An issue that has come up is a new state mandate requiring school districts identify at least 10% of the student population to receive G&T services. Jason Anderson, chief of academics, equity and accountability for CCPS, said the regulation has met mixed reactions, noting that some are saying, ‘Wait a second. Are we watering this down too much?’”

That’s preposterous. If, on average, experts looking at 10 kids can’t find one whose ability is significantly above the norm for their age, they might want to consider revising their criteria. Identifying G&T kids is a subjective as well as objective process. Picking only, say, the top 5% is undoubtedly missing out on some serious academic potential.

According to the National Association for Gifted Children website: “It is difficult to estimate the absolute number of gifted children ... because the calculation is dependent on the number of areas, or domains, being measured and the method used to identify gifted children. However, many consider children who are in the top 10 percent in relation to a national and/or local norm to be a good guide.”

Sounds like a good guide.
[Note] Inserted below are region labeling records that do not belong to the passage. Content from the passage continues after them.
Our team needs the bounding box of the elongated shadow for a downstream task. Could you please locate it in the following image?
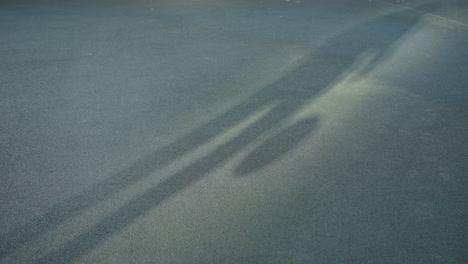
[0,2,436,263]
[234,117,318,176]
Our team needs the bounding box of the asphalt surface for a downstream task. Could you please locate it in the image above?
[0,0,468,264]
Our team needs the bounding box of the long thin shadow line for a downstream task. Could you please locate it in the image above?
[0,5,432,259]
[36,100,308,263]
[37,8,426,258]
[0,96,264,260]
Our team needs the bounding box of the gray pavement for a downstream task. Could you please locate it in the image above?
[0,0,468,263]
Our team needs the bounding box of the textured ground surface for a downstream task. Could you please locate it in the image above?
[0,0,468,264]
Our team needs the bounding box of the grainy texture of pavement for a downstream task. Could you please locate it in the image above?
[0,0,468,264]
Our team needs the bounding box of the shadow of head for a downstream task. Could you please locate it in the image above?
[234,117,319,176]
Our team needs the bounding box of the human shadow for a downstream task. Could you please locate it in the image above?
[0,2,436,263]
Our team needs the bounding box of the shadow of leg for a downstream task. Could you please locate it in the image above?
[234,117,318,176]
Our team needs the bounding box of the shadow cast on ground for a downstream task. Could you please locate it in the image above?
[0,3,438,263]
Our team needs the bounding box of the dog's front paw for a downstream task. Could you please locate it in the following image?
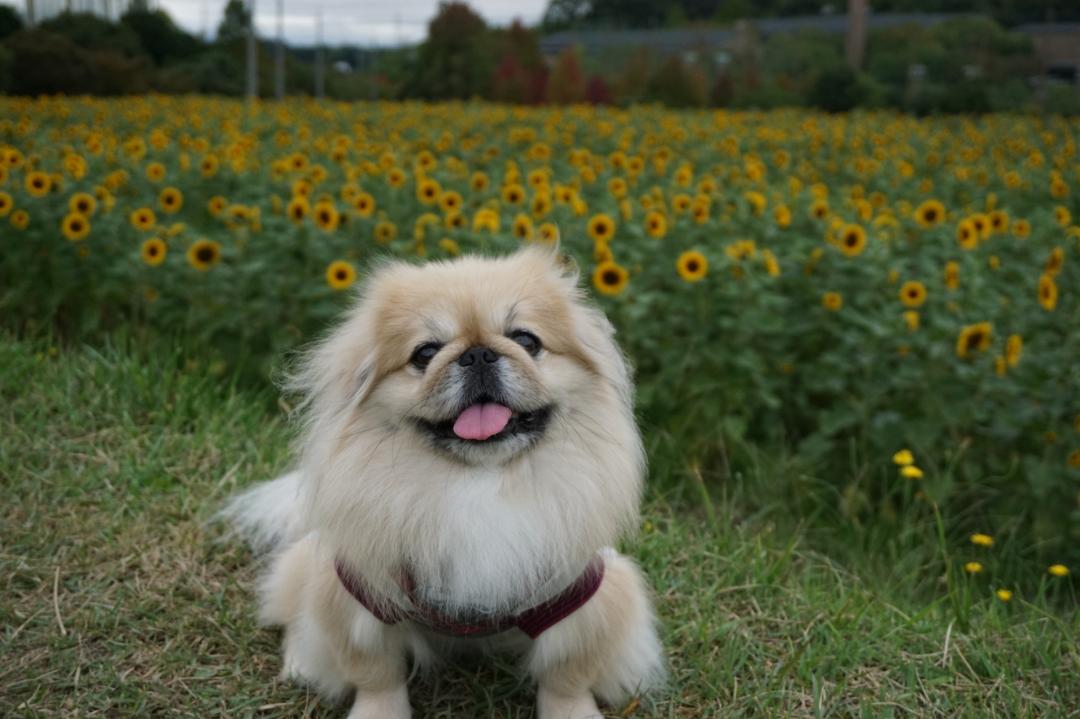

Also, minorities, traditionally, are badly underrepresented in G&T programs across the country. According to NAGC, “not all gifted children look or act alike. Giftedness exists in every demographic group and personality type. It is important that adults look hard to discover potential.”

We agree. And considering that placement into the G&T program in elementary school can affect what classes students qualify for in middle school and, ultimately, what classes students will be taking in high school and, quite possibly, what areas of interest said students will have in terms of college or career, it’s an important part of our educational system and there’s no reason to skimp on the number of students identified. And CCPS apparently will not. Anderson said it is "not for us to make that decision, it’s for us to provide a service, whether that’s 10% or whether that be 11% or 12%.”

We’re glad the school system named a supervisor of advanced academics and is placing more emphasis on programs for the gifted. We hope to see a dramatic rise in students identified and services offered over the next three years.